Terkel was born in New York the year the Titanic sank, and his family moved to Chicago when he was nine. His real name was Louis; "Studs" came from Studs Lonigan, title of a Chicago 1930s novel by James T Farrell.

His mother Annie opened a boarding hotel for migrant workers, by whom the young boy was captivated. Terkel went to study law at Chicago University, graduating in 1934.

A perforated eardrum saw him drafted during the second World War into the remarkable Works Project Administration scheme, assigned to chart the nooks, crannies, ways and means of his beloved Chicago.

The war over, Terkel became involved in radical theatre and radio soap operas, playing bit parts - "usually criminals or gangsters". He also worked as a DJ, playing jazz, blues, folk and opera.

With the advent of television, Terkel was allocated his own chat show in 1945, Studs's Place, set in a Chicago diner, but it was terminated when his political views came to the attention of HUAC, the House Un-American Activities Committee, which shared the anti-communist views of Senator Joseph McCarthy.

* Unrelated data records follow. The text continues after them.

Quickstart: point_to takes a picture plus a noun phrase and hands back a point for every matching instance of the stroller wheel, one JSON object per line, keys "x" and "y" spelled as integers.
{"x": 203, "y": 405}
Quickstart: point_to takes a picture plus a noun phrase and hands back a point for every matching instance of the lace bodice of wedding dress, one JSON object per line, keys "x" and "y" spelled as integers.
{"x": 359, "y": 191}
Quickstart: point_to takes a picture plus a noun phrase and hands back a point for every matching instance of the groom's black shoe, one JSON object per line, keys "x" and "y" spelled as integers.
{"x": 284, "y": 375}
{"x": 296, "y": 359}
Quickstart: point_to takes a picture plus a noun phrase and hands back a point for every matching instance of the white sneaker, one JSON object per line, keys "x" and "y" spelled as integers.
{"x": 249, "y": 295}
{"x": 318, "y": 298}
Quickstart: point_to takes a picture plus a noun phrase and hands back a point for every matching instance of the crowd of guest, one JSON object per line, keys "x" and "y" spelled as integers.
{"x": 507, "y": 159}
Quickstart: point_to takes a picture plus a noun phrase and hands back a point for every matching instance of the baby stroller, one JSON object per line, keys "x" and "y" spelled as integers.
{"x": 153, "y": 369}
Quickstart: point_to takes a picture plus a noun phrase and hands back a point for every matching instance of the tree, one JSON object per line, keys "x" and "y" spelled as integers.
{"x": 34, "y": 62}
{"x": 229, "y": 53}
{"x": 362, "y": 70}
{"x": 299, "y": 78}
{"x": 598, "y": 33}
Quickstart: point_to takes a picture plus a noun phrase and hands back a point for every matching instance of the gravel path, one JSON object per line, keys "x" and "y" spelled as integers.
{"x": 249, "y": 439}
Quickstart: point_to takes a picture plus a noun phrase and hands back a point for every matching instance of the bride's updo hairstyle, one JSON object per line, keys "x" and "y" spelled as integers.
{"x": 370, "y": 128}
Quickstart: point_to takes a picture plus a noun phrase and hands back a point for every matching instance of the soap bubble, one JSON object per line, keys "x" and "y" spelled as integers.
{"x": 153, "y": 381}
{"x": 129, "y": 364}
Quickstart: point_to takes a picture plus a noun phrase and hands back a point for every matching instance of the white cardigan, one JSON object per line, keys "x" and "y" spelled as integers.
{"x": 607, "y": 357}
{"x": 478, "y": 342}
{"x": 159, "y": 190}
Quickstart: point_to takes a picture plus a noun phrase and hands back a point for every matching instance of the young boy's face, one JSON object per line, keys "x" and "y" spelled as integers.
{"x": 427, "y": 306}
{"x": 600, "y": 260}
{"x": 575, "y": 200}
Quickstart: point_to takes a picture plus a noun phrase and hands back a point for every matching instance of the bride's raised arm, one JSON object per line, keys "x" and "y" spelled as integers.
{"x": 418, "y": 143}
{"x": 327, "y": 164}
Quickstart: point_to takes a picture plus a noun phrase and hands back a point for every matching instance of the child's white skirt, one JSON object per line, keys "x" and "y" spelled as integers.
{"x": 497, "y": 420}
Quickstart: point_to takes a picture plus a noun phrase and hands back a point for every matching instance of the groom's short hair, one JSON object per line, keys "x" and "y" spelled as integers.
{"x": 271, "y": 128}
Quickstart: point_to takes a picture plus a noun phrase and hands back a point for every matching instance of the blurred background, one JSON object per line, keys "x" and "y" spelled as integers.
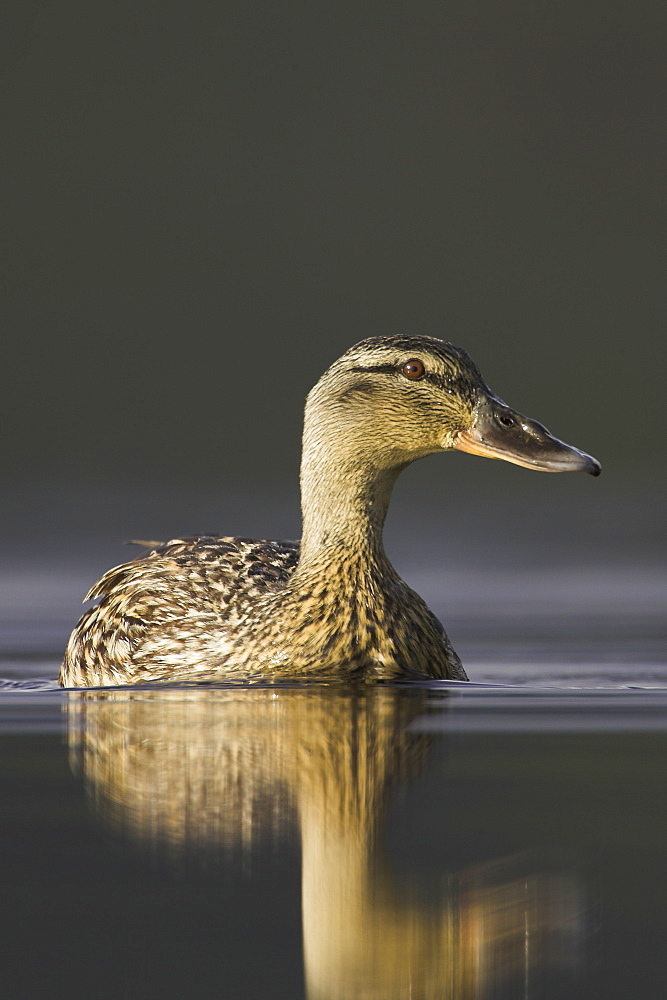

The committee's veto sent Terkel back to radio. He heard Woody Guthrie on air one day, asked what station he was listening to and the answer was WFMT. There he went in 1953 and there he stayed.

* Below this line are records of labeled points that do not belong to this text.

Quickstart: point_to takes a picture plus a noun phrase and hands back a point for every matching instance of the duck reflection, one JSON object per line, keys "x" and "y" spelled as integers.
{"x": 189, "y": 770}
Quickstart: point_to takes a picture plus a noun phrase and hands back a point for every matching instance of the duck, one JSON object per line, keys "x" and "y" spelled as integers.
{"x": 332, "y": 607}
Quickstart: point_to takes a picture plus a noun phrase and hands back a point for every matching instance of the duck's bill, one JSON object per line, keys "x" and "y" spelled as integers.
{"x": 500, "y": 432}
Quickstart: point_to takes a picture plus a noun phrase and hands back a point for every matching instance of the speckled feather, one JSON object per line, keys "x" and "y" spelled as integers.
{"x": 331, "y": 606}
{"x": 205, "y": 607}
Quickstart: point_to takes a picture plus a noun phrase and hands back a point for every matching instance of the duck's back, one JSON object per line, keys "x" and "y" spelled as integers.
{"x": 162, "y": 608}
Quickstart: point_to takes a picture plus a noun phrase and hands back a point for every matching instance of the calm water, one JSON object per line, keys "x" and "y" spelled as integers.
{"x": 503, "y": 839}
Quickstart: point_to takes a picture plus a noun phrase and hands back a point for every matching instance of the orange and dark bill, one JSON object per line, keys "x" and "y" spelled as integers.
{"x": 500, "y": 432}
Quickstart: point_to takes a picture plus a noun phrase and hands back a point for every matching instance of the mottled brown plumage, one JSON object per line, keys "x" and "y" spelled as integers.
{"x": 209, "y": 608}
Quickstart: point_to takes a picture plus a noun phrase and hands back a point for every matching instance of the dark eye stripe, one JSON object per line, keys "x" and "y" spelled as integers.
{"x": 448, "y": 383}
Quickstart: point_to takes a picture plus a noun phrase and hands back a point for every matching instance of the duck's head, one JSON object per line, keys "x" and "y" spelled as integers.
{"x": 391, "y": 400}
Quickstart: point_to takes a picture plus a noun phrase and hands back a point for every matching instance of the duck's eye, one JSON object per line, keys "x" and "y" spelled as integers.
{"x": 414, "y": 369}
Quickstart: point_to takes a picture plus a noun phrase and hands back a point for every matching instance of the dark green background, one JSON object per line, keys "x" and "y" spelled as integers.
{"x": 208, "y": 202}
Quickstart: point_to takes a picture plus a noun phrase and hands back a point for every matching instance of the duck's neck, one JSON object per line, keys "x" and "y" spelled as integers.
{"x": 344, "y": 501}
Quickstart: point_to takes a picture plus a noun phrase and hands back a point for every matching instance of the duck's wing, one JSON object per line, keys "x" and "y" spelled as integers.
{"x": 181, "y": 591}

While celebrities graced his programme, ordinary Americans populated his books. The first publication was Division Street: America(1966), about race in Chicago. The white Appalachian hillbillies and the black Mississippi sharecroppers did not meet on the city's streets, but they did in Terkel's book, explaining their views of themselves and of each other.

Hard Times(1970) looked back on the depression.

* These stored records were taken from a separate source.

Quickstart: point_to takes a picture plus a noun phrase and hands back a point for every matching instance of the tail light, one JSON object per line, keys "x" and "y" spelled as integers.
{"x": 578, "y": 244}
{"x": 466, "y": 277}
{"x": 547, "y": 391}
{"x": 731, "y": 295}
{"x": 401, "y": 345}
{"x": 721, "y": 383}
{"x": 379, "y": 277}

But the most bountiful harvest of humanity had by then been gathered in Working(1974). Terkel won a Pulitzer prize for these stories, like that of Babe Secoli the supermarket checker, who described customers engaged in something less like shopping than dodgem cars with trolleys, and garbage man Nick Salerno, discoursing on his long experience of how people pack their rubbish

More books followed including American Dreams: Lost and Found(1981), including a remarkable interview with a former president of the Ku Klux Klan, CP Ellis.

His broadcasts finished in 1998, but the books continued, including a memoir, Touch and Go(2007), and - still to come - PS Further Thoughts From a Lifetime of Listening. His son Dan survives him.

• Studs (Louis) Terkel, broadcaster and oral historian, born May 16th, 1912; died October 31st, 2008.